Clinton’s lead over GOP candidates who may be more mainstream (Jeb Bush, Chris Christie, Mitt Romney) is smaller (she leads all three by six points) than it is over Rand Paul (eight points) or Ted Cruz (13 points). So obviously, the GOP’s only hope of winning the White House is to nominate a real conservative like Ted Cruz.

* HILLARY’S WORK FOR OBAMA SEEN AS PLUS: More interesting findings from the Bloomberg poll: 59 percent say that Clinton’s work in the Obama administration is an “advantage,” versus 39 percent who see it as a “disadvantage.” Americans overwhelmingly see her tenure as Secretary of State as an advantage, 77-22.

GOP operatives have telegraphed that they will claim a Clinton presidency will equal an Obama “third term,” and they will likely use her service for him to make the case, turning her experience as Secretary of State into a liability. The question is whether voters will make the leap Republicans are instructing them to make.

* GOP NEEDS DEMS TO AVOID SHUTDOWN: This week, House Republicans will vote on a measure funding most of the government for a year, while funding Homeland Security (which funds immigration enforcement) only until February, to stage a confrontation to roll back Obama’s deportation relief. But do Republicans have the votes, once conservatives defecxt? David Drucker reports:

Senior GOP aides believe potential defections will reach no more than 40, with House Democrats providing the rest of the votes. The bipartisan mix is deemed politically acceptable to House Speaker John Boehner, who wants to avoid a poisonous intra-caucus clash only weeks before the new Congress is seated.

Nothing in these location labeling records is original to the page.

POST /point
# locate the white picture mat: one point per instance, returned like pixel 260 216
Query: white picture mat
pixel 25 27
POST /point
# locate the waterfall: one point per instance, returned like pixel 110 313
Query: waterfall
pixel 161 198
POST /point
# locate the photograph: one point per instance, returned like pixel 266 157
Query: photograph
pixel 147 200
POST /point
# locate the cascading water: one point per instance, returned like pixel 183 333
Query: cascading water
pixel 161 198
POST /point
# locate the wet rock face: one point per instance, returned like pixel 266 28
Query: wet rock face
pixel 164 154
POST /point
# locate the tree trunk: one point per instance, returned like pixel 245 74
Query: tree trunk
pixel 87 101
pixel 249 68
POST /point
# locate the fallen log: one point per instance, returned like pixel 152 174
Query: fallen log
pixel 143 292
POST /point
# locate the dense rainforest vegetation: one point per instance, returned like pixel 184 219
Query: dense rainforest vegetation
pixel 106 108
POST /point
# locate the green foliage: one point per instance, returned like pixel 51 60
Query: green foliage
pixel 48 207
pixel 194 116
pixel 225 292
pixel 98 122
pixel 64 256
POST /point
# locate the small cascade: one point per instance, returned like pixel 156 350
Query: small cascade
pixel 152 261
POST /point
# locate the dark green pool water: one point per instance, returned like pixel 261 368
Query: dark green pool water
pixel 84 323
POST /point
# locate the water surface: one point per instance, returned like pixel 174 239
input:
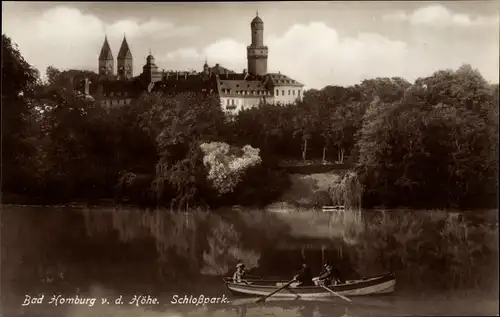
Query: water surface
pixel 446 264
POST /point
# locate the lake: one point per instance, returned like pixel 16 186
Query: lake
pixel 446 262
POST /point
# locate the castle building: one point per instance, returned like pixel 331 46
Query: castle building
pixel 237 91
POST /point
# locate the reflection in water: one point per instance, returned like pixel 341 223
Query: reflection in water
pixel 62 250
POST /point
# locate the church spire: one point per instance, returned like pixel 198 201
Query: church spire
pixel 106 53
pixel 124 52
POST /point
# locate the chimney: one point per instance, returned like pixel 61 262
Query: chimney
pixel 87 86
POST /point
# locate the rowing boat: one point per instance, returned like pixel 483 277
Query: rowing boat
pixel 382 284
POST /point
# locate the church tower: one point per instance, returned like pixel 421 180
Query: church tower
pixel 106 61
pixel 124 61
pixel 150 71
pixel 257 52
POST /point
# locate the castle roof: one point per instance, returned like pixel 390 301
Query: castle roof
pixel 185 82
pixel 105 51
pixel 124 52
pixel 278 79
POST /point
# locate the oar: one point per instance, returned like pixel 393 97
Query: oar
pixel 263 298
pixel 336 294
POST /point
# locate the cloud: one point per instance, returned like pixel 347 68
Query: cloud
pixel 67 38
pixel 318 55
pixel 314 54
pixel 438 15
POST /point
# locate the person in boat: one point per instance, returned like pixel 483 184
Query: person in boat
pixel 239 274
pixel 304 277
pixel 329 276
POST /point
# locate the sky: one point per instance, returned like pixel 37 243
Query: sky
pixel 316 43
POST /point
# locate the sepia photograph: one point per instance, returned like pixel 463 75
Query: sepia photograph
pixel 247 159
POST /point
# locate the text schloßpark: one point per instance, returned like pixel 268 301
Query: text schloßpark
pixel 137 300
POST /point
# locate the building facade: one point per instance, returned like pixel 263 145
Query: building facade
pixel 237 91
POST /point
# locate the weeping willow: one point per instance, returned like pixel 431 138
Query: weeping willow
pixel 347 191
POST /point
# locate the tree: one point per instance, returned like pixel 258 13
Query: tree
pixel 435 147
pixel 18 84
pixel 179 124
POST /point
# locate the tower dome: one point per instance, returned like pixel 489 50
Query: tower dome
pixel 257 20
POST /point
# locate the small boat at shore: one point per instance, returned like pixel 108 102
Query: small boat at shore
pixel 382 284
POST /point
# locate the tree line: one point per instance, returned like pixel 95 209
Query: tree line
pixel 431 143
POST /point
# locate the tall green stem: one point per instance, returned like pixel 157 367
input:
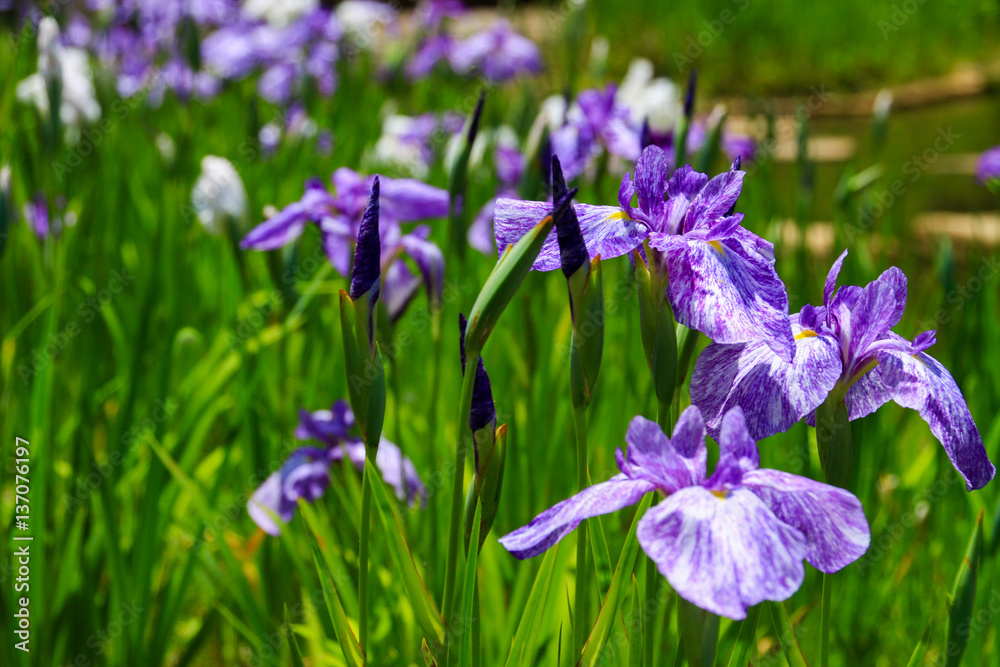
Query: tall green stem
pixel 664 417
pixel 436 315
pixel 366 522
pixel 833 439
pixel 581 605
pixel 824 639
pixel 458 483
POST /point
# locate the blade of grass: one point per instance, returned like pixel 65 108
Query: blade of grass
pixel 594 648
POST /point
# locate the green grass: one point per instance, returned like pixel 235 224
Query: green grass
pixel 159 415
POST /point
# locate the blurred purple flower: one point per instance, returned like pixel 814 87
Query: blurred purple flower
pixel 306 473
pixel 722 280
pixel 509 162
pixel 988 166
pixel 498 53
pixel 339 218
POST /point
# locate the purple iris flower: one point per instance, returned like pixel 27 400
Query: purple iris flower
pixel 724 542
pixel 431 51
pixel 735 146
pixel 482 412
pixel 306 473
pixel 36 215
pixel 498 52
pixel 846 348
pixel 988 166
pixel 339 218
pixel 597 121
pixel 722 277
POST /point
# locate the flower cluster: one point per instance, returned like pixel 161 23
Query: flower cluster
pixel 338 216
pixel 727 541
pixel 733 539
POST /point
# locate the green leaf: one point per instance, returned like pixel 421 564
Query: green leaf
pixel 425 651
pixel 424 609
pixel 353 654
pixel 963 597
pixel 699 633
pixel 469 613
pixel 293 643
pixel 599 544
pixel 503 283
pixel 746 641
pixel 594 648
pixel 636 626
pixel 786 635
pixel 523 646
pixel 920 650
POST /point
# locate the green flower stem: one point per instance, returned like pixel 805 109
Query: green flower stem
pixel 458 483
pixel 363 551
pixel 699 630
pixel 687 341
pixel 664 417
pixel 436 317
pixel 833 439
pixel 582 617
pixel 824 623
pixel 371 451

Okay, so Republicans do think they need at least some Democrats to keep the government open. That should mean House GOP leaders will not be able to attach anything to the funding bill that would undermine Obama’s action.

 * GOP TO CAVE ON DEPORTATIONS (FOR NOW): As I suggest above, the Associated Press reports that Republicans will vote to fund the government “without additional immigration-related controversy” and “without tying it to any immediate change in immigration policy.”

But GOP leaders promise they will take the fight to Obama tyranny next year, by golly!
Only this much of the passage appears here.